Other issues, such as confusion about how to respond to questions correctly, were addressed in a similar manner. The sprint settings screen, displayed directly prior to a sprint beginning, was one such screen that took a lot of time for users to navigate, potentially contributing to confusion by presenting settings that were irrelevant to the task. Instructions were accessible by a small “i” icon that was not clicked on by any tested user. This screen received a massive simplification, and a tutorial with sample questions and answers was included for clarity, but only displayed once users advanced the screen:

Per Hick's Law, reducing the number of decisions a user has to make can increase system efficiency. The only crucial setting on this screen was choosing a level. It was therefore preserved, along with the ability to choose a question type, which is only available to users who have already completed a sprint at that level. This was done to ensure that users first learn how the system works before experimenting with advanced functionality.

Tutorial

This tutorial was a new feature that was created to alleviate the issue of users being unable to answer questions appropriately.

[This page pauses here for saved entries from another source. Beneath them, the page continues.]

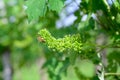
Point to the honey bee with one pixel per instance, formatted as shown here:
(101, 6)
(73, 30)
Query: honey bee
(40, 39)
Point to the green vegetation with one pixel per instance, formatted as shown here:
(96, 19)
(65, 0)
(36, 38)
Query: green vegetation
(68, 40)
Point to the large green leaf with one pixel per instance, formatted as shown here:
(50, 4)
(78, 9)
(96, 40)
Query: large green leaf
(56, 5)
(36, 8)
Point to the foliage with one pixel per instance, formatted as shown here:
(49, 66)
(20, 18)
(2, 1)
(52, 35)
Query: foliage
(85, 44)
(62, 44)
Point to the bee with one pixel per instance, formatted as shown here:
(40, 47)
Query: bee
(40, 39)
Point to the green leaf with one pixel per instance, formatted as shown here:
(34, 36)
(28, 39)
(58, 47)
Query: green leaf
(56, 5)
(36, 8)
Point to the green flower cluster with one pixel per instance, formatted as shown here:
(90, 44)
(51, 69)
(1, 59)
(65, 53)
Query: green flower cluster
(68, 42)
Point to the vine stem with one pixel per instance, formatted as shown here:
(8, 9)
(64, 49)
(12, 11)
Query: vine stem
(112, 74)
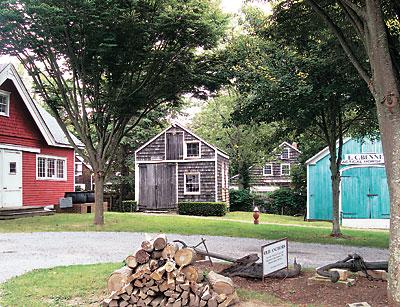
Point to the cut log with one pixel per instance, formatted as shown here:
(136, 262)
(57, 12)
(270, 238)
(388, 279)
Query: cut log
(147, 246)
(160, 242)
(190, 273)
(142, 256)
(169, 251)
(118, 279)
(220, 284)
(184, 256)
(131, 262)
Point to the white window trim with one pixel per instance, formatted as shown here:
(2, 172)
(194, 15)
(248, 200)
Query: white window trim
(282, 168)
(288, 150)
(7, 95)
(272, 169)
(185, 150)
(184, 184)
(55, 165)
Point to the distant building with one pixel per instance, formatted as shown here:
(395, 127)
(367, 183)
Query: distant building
(177, 166)
(275, 173)
(364, 195)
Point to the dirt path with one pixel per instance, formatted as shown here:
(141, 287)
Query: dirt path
(22, 252)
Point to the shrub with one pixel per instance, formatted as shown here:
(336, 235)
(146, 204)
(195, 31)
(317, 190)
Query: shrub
(202, 208)
(125, 206)
(286, 202)
(240, 200)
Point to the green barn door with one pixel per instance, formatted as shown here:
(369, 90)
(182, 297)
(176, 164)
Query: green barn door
(365, 193)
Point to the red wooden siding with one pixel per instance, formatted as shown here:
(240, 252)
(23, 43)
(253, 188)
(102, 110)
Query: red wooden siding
(20, 129)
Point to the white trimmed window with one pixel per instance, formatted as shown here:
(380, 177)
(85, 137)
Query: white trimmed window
(268, 169)
(4, 103)
(285, 153)
(51, 168)
(192, 149)
(285, 169)
(192, 183)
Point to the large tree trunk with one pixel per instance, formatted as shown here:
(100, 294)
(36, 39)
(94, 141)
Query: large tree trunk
(99, 198)
(335, 183)
(385, 87)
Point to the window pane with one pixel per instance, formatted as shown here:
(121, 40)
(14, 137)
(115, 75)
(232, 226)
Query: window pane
(3, 104)
(192, 149)
(13, 168)
(51, 168)
(41, 167)
(60, 168)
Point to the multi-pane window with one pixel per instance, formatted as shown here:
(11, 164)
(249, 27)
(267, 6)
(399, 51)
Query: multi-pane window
(268, 170)
(285, 153)
(193, 149)
(4, 103)
(13, 168)
(285, 169)
(51, 168)
(192, 183)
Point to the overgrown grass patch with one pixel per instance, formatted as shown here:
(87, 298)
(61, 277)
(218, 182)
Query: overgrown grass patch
(137, 222)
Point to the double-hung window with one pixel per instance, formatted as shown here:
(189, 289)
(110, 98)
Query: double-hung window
(4, 103)
(51, 168)
(192, 149)
(268, 169)
(192, 183)
(285, 169)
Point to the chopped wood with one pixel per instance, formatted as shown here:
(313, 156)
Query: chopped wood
(142, 256)
(118, 279)
(131, 262)
(220, 284)
(160, 242)
(184, 256)
(169, 251)
(190, 273)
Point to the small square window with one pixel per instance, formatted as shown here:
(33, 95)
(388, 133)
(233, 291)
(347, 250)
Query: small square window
(285, 153)
(268, 170)
(4, 103)
(192, 183)
(285, 169)
(193, 149)
(13, 168)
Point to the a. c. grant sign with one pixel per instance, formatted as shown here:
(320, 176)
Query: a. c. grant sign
(371, 158)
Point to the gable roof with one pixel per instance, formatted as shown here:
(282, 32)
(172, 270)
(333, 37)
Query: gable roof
(47, 124)
(324, 152)
(175, 124)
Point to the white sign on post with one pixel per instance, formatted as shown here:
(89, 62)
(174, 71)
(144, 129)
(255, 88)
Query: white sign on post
(274, 256)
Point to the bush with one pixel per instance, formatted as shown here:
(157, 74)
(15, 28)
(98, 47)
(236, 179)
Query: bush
(286, 202)
(202, 208)
(125, 206)
(241, 200)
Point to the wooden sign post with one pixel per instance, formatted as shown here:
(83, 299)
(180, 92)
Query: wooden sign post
(274, 256)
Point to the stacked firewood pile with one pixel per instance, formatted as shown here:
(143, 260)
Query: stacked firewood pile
(162, 274)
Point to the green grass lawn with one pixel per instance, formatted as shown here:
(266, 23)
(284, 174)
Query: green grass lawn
(80, 285)
(137, 222)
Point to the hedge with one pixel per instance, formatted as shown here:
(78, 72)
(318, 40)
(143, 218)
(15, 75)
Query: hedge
(202, 208)
(125, 206)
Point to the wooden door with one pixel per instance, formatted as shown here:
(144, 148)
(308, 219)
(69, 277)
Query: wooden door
(174, 145)
(157, 184)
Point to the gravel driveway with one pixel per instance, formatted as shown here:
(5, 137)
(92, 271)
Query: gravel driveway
(22, 252)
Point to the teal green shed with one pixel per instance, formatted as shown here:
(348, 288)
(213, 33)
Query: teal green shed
(364, 196)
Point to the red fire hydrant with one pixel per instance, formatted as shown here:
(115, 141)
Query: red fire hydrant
(256, 215)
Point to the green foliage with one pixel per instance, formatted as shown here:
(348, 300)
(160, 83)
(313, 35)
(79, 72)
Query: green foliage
(286, 202)
(202, 208)
(240, 200)
(125, 206)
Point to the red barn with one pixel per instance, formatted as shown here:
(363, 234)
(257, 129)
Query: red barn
(36, 159)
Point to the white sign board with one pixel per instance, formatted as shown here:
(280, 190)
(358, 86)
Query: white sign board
(274, 256)
(363, 159)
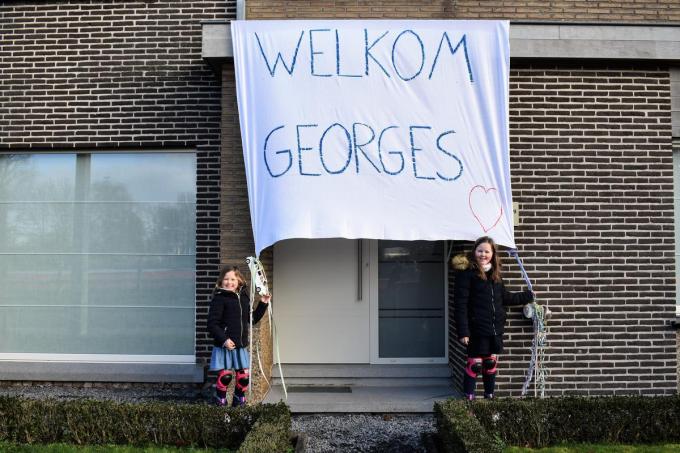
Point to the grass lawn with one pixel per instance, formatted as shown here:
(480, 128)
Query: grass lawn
(597, 448)
(66, 448)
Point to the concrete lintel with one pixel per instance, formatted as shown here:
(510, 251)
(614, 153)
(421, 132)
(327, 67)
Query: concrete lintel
(612, 42)
(554, 41)
(100, 372)
(216, 46)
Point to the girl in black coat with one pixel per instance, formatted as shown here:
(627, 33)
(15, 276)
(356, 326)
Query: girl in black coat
(228, 320)
(479, 299)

A question is displayed, accompanied by an audio recording of the question. The same is then done for the correct answer. Colors are used to denote grammar, with text instructing users when to answer. Once the tutorial is complete and a user attempts a real sprint, the text is removed. Through this process, the grammar is taught inductively, rather than deductively.

This is a method commonly used in contemporary language education which encourages students to discover patterns in language for themselves. In contrast, the more traditional deductive reasoning provides rules for students to follow.

Future

System Flexibility

Norman's 7th usability heuristic recommends designing systems around novice user needs, with available expert functionality built-in. We saw how this can improve an interface’s aesthetic, while drawing attention to key user functions only.

Fostering UX Maturity

As this project was the first at our company to incorporate UX principles, my proposal for research and testing was initially met with skepticism. To get our directors behind the concept, I cited business strategy and KPIs. The proposal was eventually accepted on the basis that the cost and time required for testing and research were almost negligible compared to that of development, and that the current system was built without verification of its functionality.

Looking Ahead

The above prototypes underwent usability testing in 2021. Our goal was to look for significant improvements in the three usability metrics, then begin development during the summer of 2021 with an expected rebrand launch that fall.

Though I personally was not able to see this phase through, the lessons learned from this case study were quickly applied to other projects in our company, and their principles are now an integral part of the division’s development process.